Tut’s Tomb is a Pyramid Solitaire variant that adds a rectangular border of cards around the standard seven-row pyramid. Where standard Pyramid has 28 cards in the pyramid and 24 in the stock, Tut’s Tomb deals additional cards into a surrounding ring, making more cards immediately visible but also requiring those border cards to be cleared for a full win. The draw mechanic uses three cards at a time (draw-three) rather than the standard one-at-a-time stock cycling.
How the draw-three mechanic changes strategy
Standard Pyramid deals one stock card at a time to a single waste pile. Tut’s Tomb deals three cards simultaneously, showing three waste tops at once. This is similar to Apophis’s three-lane structure — you have more partner choices per turn, but you advance through the stock faster and have less control over the order cards become available.

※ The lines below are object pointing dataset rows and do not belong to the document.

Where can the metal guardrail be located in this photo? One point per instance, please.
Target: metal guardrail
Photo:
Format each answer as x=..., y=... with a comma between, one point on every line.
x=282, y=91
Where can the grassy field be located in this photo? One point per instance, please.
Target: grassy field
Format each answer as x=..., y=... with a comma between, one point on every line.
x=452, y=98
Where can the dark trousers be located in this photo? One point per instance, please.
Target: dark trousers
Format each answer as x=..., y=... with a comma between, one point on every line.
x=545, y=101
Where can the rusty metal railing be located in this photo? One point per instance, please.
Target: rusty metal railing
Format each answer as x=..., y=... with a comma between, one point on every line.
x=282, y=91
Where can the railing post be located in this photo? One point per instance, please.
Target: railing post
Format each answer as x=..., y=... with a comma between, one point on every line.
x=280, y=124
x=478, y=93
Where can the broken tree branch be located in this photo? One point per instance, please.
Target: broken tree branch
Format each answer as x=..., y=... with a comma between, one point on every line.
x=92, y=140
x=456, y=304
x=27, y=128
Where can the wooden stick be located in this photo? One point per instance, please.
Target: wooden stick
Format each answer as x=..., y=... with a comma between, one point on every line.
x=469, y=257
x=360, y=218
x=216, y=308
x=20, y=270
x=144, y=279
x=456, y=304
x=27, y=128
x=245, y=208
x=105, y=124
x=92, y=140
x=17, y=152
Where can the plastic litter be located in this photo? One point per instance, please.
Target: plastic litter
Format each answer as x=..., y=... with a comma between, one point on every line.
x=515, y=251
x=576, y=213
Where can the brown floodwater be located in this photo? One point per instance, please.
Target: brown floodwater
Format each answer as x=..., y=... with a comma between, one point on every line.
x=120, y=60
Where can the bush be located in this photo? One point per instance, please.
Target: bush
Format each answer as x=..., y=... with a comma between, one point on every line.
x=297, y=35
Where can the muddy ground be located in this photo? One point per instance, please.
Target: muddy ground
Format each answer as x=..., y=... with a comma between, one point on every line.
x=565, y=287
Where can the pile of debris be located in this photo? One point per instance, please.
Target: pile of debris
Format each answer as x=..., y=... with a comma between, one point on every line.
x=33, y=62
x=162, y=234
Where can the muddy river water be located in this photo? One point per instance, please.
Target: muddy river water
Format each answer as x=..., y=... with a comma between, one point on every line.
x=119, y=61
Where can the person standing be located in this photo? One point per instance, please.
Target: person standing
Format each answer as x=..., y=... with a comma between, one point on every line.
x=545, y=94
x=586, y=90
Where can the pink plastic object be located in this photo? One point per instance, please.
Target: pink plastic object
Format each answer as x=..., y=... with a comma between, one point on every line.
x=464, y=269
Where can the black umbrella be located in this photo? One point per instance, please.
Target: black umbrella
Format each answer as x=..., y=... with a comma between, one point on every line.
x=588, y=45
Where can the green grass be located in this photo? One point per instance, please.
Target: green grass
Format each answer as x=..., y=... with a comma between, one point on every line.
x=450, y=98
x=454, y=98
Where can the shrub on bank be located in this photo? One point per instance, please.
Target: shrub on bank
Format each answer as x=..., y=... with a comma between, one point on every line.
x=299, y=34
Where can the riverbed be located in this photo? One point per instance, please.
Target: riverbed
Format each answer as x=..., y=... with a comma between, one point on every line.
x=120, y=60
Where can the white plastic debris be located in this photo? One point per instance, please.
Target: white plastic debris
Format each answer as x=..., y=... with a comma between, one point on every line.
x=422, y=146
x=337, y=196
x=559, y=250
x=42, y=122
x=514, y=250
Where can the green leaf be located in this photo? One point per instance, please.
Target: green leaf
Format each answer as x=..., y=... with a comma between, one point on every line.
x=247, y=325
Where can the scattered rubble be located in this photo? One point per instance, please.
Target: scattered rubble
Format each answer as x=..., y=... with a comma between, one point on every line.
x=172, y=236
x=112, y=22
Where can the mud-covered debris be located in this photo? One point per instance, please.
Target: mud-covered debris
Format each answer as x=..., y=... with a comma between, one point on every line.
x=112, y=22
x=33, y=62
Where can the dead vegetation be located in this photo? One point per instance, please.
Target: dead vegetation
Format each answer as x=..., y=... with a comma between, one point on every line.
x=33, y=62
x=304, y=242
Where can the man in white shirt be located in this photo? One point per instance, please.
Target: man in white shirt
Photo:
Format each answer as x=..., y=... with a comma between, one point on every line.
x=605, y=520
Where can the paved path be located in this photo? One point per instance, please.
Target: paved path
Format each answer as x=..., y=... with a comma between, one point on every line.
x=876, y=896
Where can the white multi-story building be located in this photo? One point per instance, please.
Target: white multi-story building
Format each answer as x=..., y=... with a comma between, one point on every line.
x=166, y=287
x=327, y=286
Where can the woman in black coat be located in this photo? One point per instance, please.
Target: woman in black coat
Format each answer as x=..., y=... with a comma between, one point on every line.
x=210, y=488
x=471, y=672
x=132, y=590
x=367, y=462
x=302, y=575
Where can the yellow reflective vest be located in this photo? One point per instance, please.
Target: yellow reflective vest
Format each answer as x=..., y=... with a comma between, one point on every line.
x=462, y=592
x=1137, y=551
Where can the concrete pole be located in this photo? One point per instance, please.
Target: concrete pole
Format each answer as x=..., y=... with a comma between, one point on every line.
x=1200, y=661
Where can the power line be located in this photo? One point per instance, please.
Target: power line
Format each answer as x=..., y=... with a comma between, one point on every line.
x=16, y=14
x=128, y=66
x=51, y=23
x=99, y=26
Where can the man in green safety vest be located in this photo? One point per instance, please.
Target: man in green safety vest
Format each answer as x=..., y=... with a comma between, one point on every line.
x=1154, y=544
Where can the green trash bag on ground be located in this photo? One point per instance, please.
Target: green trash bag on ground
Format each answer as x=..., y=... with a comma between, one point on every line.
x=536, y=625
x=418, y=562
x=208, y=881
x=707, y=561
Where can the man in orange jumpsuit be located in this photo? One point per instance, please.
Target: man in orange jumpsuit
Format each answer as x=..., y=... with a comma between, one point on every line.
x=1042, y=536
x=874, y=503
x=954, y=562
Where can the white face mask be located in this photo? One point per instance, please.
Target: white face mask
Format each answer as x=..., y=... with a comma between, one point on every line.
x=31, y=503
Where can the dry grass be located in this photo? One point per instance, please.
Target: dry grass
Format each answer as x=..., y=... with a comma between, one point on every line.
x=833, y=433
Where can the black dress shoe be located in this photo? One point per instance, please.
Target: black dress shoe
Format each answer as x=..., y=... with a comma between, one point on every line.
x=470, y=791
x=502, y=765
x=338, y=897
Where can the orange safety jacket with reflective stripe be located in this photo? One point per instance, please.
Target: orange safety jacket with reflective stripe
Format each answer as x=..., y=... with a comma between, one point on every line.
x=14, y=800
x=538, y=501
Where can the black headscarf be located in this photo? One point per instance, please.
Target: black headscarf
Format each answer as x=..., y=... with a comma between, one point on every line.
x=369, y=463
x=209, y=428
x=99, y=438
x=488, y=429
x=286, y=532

When three waste cards are showing, always check for pyramid pairs first before using any waste card. A pyramid-to-pyramid pair removes two blockers and costs nothing from the waste. A pyramid-to-waste pair removes one blocker but cycles one waste lane. Choosing which waste card to spend — when all three could potentially pair with something — requires evaluating which lane’s next card is least useful.
Read the Tut’s Tomb strategy guide →
Border cards and the win condition
The border ring of cards surrounding the pyramid is fully visible and available from the start. Unlike pyramid cards, border cards are not blocked by other cards — they are all immediately accessible. This means early pairing options are plentiful, but it also means the border must be systematically cleared alongside the pyramid to achieve a full win.
Prioritize border pairs that simultaneously open pyramid rows. A border card paired with a pyramid card clears two blockers; a border card paired with a waste card clears only the border card, leaving the waste lane cycling.